- Born: 21 January 1948 (age 78) Gothenburg, Sweden
- Education: Uppsala University
- Scientific career
- Fields: Physics
- Workplaces: Lund University

= Claes Fahlander =

Swedish physicist

Claes Fahlander (born 21 January 1948 in Gothenburg) is a Swedish physicist. As of May 2025, he is Professor Emeritus, Particle and Nuclear Physics, at Lund University.

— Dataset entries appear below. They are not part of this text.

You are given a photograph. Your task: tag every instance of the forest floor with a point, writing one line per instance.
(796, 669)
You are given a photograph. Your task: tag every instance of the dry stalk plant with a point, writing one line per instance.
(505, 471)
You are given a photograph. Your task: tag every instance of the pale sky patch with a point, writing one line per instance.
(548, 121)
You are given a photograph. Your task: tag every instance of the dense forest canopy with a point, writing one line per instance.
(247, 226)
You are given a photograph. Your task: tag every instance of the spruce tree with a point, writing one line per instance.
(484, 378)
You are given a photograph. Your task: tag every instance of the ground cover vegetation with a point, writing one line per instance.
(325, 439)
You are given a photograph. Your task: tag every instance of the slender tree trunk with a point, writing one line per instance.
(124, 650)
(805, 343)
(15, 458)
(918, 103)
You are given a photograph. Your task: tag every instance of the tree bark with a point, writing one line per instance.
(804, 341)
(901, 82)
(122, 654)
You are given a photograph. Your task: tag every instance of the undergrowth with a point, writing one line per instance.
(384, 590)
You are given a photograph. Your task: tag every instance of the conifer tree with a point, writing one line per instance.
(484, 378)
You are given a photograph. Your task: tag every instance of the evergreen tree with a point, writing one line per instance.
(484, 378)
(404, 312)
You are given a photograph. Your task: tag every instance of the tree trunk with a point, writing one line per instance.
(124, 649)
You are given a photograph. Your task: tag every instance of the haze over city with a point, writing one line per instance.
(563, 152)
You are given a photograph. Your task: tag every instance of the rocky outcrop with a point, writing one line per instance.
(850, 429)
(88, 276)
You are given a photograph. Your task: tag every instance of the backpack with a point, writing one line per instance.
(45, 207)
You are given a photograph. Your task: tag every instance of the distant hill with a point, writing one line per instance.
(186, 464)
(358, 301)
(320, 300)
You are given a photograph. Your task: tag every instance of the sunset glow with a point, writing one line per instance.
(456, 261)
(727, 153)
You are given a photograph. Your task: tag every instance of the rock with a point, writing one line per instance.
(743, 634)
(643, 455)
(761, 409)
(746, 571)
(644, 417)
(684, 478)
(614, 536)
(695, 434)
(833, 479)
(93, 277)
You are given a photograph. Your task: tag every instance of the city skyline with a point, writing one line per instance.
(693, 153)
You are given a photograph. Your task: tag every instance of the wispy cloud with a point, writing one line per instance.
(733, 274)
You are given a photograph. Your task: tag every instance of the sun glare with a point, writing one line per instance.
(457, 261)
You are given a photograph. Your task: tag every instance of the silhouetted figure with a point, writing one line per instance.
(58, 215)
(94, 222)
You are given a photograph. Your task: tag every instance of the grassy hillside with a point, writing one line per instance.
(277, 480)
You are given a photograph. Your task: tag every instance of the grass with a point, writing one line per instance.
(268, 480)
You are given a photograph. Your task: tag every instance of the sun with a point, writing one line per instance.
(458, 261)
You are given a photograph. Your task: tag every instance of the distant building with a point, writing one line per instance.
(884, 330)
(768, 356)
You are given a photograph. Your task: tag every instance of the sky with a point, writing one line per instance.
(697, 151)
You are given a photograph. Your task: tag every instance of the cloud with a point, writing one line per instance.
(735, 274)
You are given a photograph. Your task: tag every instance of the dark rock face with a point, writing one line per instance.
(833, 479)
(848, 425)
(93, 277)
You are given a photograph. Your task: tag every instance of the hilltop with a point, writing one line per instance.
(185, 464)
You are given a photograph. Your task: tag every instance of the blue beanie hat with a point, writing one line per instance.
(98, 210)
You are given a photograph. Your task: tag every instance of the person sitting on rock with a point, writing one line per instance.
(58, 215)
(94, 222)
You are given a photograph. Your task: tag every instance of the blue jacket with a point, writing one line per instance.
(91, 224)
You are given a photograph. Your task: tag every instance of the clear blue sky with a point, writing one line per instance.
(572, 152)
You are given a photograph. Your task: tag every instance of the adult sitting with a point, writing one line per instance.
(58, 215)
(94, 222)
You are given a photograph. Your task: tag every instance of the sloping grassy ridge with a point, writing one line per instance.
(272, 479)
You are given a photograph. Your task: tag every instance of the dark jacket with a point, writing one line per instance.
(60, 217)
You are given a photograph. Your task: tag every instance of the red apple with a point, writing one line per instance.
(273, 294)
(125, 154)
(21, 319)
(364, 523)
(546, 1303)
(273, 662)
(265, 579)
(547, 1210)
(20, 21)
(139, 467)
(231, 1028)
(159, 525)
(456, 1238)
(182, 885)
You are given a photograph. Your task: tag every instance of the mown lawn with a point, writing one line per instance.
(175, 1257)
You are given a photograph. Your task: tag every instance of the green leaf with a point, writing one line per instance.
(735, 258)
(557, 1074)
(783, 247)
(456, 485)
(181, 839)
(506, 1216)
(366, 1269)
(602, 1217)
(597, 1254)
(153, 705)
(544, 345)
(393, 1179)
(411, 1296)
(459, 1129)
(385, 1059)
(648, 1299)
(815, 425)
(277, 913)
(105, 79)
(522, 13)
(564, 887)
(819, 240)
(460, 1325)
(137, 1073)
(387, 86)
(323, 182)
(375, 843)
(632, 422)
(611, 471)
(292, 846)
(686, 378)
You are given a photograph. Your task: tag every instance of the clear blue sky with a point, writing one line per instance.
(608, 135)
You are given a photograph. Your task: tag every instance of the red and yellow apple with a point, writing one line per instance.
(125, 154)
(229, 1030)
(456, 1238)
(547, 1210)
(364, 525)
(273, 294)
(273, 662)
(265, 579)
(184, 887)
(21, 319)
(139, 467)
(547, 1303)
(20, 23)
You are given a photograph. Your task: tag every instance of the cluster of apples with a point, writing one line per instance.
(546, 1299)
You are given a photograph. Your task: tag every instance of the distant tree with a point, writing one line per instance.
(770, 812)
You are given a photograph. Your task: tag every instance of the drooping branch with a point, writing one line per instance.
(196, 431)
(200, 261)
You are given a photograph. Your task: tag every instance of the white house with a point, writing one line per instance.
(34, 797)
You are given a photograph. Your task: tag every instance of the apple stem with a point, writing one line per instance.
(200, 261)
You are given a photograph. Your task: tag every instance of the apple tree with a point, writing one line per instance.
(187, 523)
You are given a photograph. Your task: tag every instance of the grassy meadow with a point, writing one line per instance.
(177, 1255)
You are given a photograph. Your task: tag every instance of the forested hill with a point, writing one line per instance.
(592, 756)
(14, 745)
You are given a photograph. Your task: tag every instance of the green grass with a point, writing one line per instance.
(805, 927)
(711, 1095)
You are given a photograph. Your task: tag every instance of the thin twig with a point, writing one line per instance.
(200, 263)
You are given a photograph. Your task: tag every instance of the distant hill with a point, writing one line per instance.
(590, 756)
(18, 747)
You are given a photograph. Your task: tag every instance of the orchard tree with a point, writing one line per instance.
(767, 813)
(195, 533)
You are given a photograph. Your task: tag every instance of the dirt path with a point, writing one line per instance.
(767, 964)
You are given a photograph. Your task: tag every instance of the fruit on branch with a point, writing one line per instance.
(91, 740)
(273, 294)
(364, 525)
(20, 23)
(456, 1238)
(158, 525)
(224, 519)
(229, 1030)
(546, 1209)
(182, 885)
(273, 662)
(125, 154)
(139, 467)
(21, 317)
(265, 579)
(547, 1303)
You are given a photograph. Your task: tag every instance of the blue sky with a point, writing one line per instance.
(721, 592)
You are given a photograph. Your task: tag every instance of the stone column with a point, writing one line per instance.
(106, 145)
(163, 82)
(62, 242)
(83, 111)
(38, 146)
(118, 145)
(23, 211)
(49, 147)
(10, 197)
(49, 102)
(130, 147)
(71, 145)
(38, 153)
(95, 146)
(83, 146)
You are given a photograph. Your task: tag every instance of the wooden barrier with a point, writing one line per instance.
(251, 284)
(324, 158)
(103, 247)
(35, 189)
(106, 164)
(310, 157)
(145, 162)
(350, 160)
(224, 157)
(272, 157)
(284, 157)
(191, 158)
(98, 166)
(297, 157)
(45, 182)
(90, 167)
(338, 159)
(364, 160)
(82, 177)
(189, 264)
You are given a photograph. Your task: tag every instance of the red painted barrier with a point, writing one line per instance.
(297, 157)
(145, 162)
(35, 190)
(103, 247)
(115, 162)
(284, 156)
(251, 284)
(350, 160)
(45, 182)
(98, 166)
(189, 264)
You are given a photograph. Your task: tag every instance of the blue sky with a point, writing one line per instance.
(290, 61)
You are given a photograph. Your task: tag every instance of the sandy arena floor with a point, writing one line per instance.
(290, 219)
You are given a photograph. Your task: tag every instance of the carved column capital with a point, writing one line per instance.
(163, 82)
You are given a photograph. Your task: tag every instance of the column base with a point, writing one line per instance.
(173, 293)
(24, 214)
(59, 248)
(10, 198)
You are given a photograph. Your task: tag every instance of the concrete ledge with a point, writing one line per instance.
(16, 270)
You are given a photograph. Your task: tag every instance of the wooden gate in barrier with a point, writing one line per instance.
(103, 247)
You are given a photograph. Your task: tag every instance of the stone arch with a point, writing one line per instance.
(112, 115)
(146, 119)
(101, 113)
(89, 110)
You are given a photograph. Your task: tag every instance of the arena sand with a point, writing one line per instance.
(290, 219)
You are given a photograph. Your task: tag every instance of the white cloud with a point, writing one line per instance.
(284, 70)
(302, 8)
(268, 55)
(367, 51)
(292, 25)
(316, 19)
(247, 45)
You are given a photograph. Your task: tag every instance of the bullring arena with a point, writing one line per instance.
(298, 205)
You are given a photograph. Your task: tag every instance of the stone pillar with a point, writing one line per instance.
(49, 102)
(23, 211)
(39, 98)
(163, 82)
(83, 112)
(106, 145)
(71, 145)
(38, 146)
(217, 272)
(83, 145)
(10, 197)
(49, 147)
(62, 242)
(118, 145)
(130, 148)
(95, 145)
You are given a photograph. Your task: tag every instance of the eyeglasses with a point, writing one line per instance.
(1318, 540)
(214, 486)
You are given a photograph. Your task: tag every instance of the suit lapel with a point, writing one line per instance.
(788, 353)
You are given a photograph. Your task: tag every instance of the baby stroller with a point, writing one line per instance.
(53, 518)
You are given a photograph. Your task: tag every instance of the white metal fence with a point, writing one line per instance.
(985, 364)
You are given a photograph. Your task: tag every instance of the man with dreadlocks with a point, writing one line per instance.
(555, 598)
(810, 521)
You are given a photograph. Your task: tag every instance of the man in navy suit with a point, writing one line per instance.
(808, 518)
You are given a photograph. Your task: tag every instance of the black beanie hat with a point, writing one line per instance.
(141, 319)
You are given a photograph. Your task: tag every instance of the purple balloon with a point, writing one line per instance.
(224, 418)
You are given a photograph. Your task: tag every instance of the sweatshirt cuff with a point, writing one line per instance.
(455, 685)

After completing studies at Gävle University College in 1967, he attended Uppsala University, where he obtained his bachelor's degree in mathematics and physics in 1972. He became a Ph.D. in nuclear physics in 1977, and a teacher in 1982. Between 1979 and 1982 he worked at the Australian National University in Canberra, and in the following decade at Uppsala University. During a 1995 to 1997 sabbatical, he was a researcher at the Laboratori Nazionali di Legnaro in Italy, and on 1 July 1996 he succeeded Hans Ryde as professor of Cosmic and Subatomic Physics at Department of Physics at Lund University.

Fahlanders’ research has focused on studies of the shape of the atomic nucleus, its core patterns and electromagnetic properties, as well as forces between protons and neutrons in nuclear nuclei. In 2016, Fahlanders and his team verified the discovery of element 115, which had previously been discovered in Dubna, Russia in 2003.

Fahlander was elected as a member of the Royal Physiographic Society in Lund in 1998 and as a member of the Royal Swedish Academy of Sciences in 2006.